Вообще-то я ни разу не слышала про семью Кострова. Он очень сдержан в разговорах о чем-то личном. Сразу же закрывается в панцирь, стоит затронуть хоть что-нибудь, что касается его самого или прошлого.
Даже признания своего будто стыдится. Но я и не напрашиваюсь на повторение, потому что сама не смогу ответить взаимностью, побоявшись, что это всё разрушит.
– Бабушка умерла очень давно, – Денис говорит без единой запинки, а немигающий взгляд его устремлен на дорогу.
– Извини, если…
– Да ну тебя. За что извиняться? – пресекает он, и ладонь на мгновение накрывает моё колено. – Уверен, ты бы ей понравилась. Она бы так и сказала: "Боже, Денис, наконец-то ты сделал что-то правильно!"
– То есть ты часто поступал неправильно?
– Да постоянно! – широко улыбается он. – Ну, ничего, исправляюсь. Скажи мне прошлогоднему, что поеду знакомиться с родителями, засмеял бы.
В голосе Кострова звучит ехидство пополам с гордостью, а мне остается лишь в очередной раз подумать: просто не будет…
В пути мы почти не разговариваем. Молчание не тяготит, не скребет горло невысказанными фразами. Мне нравится рассматривать бескрайние поля и вглядываться в окна домов, когда мы проезжаем мимо деревушек и провинциальных городов.
Несколько остановок на заправках, горячий хот-дог с горчицей и литр выпитого кофе. В этом есть особая романтика. Невозможно поехать в дальнейшее путешествие с кем-то, с кем не умеешь молчать.

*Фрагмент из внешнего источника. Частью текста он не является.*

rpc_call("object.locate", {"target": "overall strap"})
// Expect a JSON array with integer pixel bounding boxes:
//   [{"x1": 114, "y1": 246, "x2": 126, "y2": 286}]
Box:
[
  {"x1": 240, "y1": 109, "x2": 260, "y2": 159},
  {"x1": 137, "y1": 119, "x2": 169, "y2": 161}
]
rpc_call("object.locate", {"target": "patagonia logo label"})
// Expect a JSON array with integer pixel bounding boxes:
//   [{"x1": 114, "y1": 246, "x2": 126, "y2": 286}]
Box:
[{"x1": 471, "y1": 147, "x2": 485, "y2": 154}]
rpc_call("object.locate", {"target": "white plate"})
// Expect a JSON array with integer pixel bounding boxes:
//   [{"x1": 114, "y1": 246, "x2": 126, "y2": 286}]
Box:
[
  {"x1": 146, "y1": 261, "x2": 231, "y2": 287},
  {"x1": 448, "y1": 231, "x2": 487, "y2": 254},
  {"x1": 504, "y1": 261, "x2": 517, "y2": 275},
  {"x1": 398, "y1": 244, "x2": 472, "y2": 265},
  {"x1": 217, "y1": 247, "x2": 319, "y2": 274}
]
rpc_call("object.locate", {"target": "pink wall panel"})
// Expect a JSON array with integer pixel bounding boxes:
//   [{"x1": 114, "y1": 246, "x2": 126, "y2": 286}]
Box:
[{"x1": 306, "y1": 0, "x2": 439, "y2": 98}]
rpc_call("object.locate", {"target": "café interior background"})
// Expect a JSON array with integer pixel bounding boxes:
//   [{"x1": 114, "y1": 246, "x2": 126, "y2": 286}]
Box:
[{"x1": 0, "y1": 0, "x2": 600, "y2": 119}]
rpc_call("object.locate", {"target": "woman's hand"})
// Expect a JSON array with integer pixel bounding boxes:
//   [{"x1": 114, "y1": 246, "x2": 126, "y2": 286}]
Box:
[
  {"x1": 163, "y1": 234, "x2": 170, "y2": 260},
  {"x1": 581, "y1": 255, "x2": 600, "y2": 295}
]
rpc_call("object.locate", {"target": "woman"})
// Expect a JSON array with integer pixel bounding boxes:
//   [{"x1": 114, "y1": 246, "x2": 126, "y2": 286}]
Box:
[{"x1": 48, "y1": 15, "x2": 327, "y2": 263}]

Под конец у меня, правда, отваливается всё, что находится пониже спины, и затекла шея. Ощущаю себя старой кочергой, а вот Денис даже не выглядит уставшим.
Мы подъезжаем во двор, где я провела детство. Даже качели те самые, проржавевшие насквозь, с гнилыми досками вместо сидения. Горка в виде слона с оторванным ухом. Песочница, в которой давно нет песка.
– Живенько у вас тут, – отмечает Денис, припарковавшись между грязным трактором и старенькими жигулями.
– Как будто не уезжала, – по спине пробегает легкий озноб от предстоящей встречи. – Мне кажется, тут время остановилось лет двадцать назад. Смотри, сейчас на нас наорет тетя Света.
– Что за тетя Света? – непонимающе оглядывает пустой двор Костров, и в этот момент окно на первом этаже пятиэтажки открывается, и оттуда высовывается округлое лицо в цветастом платке.
– Эй, вы кто?! Убирайтесь отсюда! Пошли вон! Ходят всякие, потом клумбы пропадают!
– Теть Света, это я, Оксана Верещагина, из двадцать седьмой, – привычно откликаюсь. – Никто не тронет ваших клумб.
Женщина подслеповато щурится, затем нацепляет на нос очки, которые до того висели на груди.
– Оксанка! Ба! Как вымахала-то! Кобыляка! А что за кобель с тобой? Столичного привезла, что ль? Мало тебе здешних?
Наверное, нужно обидеться, но я могу только ржать (как лошадь, ага). Тетя Света всегда была очаровательна в своей искренности. Помню, как она гоняла по подъезду муженька, а он улепетывал в одних трусах и называл её ведьмой. Потом почему-то возвращался с неизменным букетом хризантем.